Unanswered [29] | Urgent [0]
  

Home / Undergraduate   % width Posts: 4


Weird Quiet Girl- admissions


tarabrightbill 1 / 1  
Nov 27, 2011   #1
It had been a long nine months but my baby had finally arrived; she reeked of fresh ink and hard work, her chatoyant cover free of fingerprints. There's nothing like holding that freshly printed yearbook in your arms. As a child I would never have dreamed of becoming Yearbook Editor in Chief, I was too busy drawing anime characters and reading the Goosebumps series. Growing up soft-spoken and anxious I surprised everyone, above all myself, when I took on the challenge. My mother had always told me to live up to my potential, and I knew that hiding from the world was holding me back. If a dilemma were to commence, I've learned to face it, turn the page, and live on.

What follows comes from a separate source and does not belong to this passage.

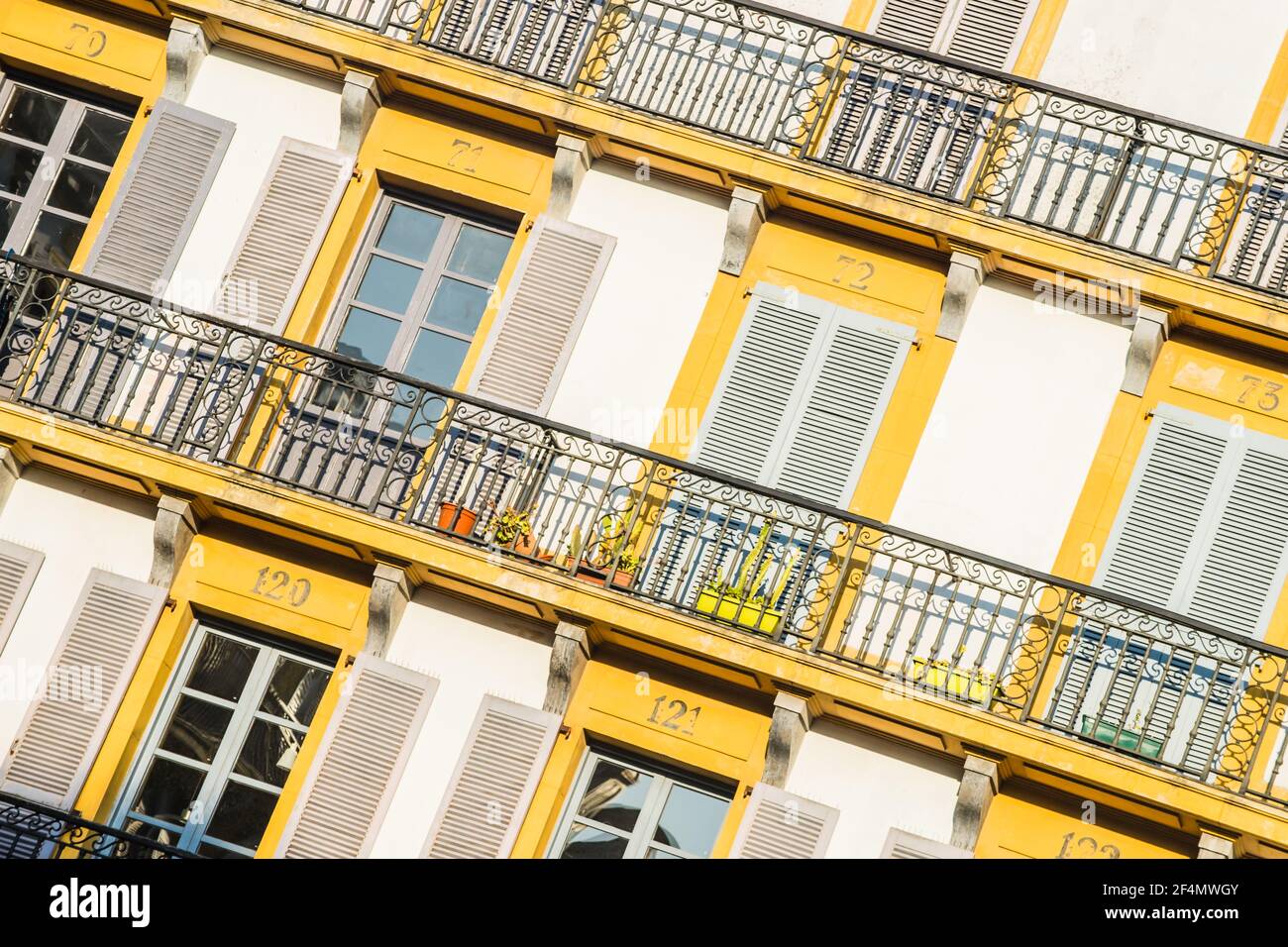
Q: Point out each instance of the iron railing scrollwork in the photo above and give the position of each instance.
(928, 617)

In grade school I was labeled the "weird quiet girl", I kept to myself, only to raise my hand to go to the restroom. I would rather avoid a situation entirely than have to deal with the feeling of not knowing what to say, or bear that terrible awkwardness. It even got to the point where I was self conscious about how I ate my food: Were my bites too big? What if somebody noticed that loud slurp I made with my soup? As a shy kid, I faded into the background, where I stayed comfortable and unnoticed.

Ironically, I believe that my shyness, something that I consider a communication barrier, has led me to focus on a field for my major: psychology. Despite my dislike to it earlier on in my life, I've learned to love interacting with people, as a friend, tutor, or editor. I have found that I have a passion for conversation and even when I'm not the main focus, I'd be just as enthusiastic to listen. I suppose that's the advantage of being reserved, I get the opportunity to soak up what someone is saying, conceive their thoughts, and even put myself in their shoes without judgment.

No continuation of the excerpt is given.